A painting of the elder Tonson by Godfrey Kneller is among the Kit-Cat portraits; it is best known through Faber's engraving. Pope says that Tonson obtained portraits from Kneller without payment by flattering him and sending him presents of venison and wine. Dryden's satirical account of his appearance has been quoted; Pope, in The Dunciad calls him "left-legged Jacob" and "genial Jacob". John Dunton describes Tonson as "a very good judge of persons and authors; and as there is nobody more competently qualified to give their opinion of another, so there is none who does it with a more severe exactness or with less partiality; for, to do Mr. Tonson justice, he speaks his mind upon all occasions, and will flatter nobody." No doubt this roughness of manner wore off as Tonson grew in prosperity.

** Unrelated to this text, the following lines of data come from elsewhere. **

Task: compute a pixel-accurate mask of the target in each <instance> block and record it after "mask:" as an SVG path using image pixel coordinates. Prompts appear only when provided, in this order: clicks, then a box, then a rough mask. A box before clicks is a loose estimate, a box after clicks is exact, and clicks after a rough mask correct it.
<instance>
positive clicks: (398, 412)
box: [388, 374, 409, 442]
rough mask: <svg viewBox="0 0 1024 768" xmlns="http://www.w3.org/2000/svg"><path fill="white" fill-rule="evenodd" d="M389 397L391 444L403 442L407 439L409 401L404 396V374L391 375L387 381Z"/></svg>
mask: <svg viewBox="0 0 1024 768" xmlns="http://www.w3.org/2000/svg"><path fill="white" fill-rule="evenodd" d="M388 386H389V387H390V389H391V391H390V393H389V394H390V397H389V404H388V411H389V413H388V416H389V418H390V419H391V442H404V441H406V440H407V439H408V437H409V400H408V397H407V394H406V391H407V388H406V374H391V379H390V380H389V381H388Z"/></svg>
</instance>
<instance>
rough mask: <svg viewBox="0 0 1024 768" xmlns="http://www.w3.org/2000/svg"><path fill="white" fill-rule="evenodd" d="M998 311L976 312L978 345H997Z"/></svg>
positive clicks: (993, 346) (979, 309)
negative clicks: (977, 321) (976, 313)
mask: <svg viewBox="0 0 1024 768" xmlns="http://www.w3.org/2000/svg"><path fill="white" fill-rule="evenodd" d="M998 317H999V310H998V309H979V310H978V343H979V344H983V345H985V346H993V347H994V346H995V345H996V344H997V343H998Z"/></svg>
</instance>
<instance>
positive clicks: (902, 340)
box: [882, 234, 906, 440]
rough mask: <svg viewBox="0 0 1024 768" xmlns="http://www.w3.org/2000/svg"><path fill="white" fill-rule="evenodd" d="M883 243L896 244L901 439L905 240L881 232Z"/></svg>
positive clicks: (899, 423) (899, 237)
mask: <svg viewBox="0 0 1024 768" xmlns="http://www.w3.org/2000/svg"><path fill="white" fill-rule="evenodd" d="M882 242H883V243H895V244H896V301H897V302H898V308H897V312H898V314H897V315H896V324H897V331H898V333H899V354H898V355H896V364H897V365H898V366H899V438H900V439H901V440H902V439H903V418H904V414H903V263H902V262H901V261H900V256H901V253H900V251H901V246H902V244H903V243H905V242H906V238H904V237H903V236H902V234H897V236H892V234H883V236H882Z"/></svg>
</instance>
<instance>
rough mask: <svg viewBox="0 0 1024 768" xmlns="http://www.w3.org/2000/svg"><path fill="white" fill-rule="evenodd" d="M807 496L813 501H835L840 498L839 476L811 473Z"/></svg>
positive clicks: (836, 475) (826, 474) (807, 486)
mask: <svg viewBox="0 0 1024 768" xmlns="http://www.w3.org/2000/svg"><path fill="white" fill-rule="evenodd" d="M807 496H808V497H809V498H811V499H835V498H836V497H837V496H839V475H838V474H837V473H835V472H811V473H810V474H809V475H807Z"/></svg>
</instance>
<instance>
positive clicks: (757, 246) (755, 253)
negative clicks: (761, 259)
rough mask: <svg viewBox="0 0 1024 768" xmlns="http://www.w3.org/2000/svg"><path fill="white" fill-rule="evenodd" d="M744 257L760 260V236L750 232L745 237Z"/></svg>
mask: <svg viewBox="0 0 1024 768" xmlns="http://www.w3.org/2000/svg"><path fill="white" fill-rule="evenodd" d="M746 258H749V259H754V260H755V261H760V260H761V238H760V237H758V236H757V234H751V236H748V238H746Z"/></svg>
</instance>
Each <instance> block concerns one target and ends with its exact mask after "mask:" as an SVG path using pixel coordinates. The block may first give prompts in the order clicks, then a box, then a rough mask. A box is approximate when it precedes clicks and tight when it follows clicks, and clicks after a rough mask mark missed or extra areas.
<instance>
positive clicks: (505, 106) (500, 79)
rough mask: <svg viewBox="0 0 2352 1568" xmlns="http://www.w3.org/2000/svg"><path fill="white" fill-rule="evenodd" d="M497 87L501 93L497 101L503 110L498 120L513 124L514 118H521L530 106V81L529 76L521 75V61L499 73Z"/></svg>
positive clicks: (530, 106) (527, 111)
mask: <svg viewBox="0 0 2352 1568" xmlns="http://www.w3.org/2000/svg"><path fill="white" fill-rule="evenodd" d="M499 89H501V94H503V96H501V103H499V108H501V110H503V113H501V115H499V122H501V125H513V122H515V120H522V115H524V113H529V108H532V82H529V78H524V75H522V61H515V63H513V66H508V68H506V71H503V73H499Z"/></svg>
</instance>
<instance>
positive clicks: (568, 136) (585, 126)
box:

== Jacob Tonson the younger ==
Jacob Tonson (died 1767) (Jacob Tonson the younger) was the great-nephew of the Jacob Tonson the elder and son of Jacob Tonson junior. He carried on the publishing business in the Strand. In 1747 he paid Warburton £500 for editing Shakespeare, and he was eulogised by Steevens [sic] in the advertisement prefixed to his edition of Shakespeare 1778: "he never learned to consider the author as an under-agent to the bookseller . . . His manners were soft and his conversation delicate," but he reserved his acquaintance for a small number. Samuel Johnson spoke of him as "the late amiable Mr. Tonson."

In 1750 he was High Sheriff of Surrey, and in 1759 he paid the fine for being excused serving the same office for the city of London and county of Middlesex. There is a story of his having twice helped Henry Fielding when that writer was unable to pay his taxes. Tonson died on 31 March 1767, without issue, in a house on the north side of the Strand, near Catherine Street, whither he had removed the business some years earlier. His will was made in 1763. In 1775 letters of administration of the goods of Jacob Tonson, left unadministered by Richard Tonson, were granted to William Baker, esq. (M.P. for Hertfordshire), and in 1823, Baker having failed to administer, letters of administration were granted to Joseph Rogers.

==Richard Tonson==
Richard Tonson (died 1772), the third Jacob Tonson's brother, who took little part in the concerns of the business, lived at Water Oakley, near Windsor, where he built a room for the Kit-Cat portraits. His benevolence and hospitality made him popular, and in 1747 he was elected MP for Wallingford, and in 1768 MP for New Windsor. In some correspondence with the Duke of Newcastle in 1767, the duke spoke of his old friendship with Richard Tonson, "the heir of one I honoured and loved, and have passed many most agreeable hours with." Richard Tonson died on 9 October 1772.

Besides the papers at Bayfordbury, there is a considerable collection of Tonson papers in the British Museum, some relating to business and some to private matters; but many of them are damaged or fragmentary.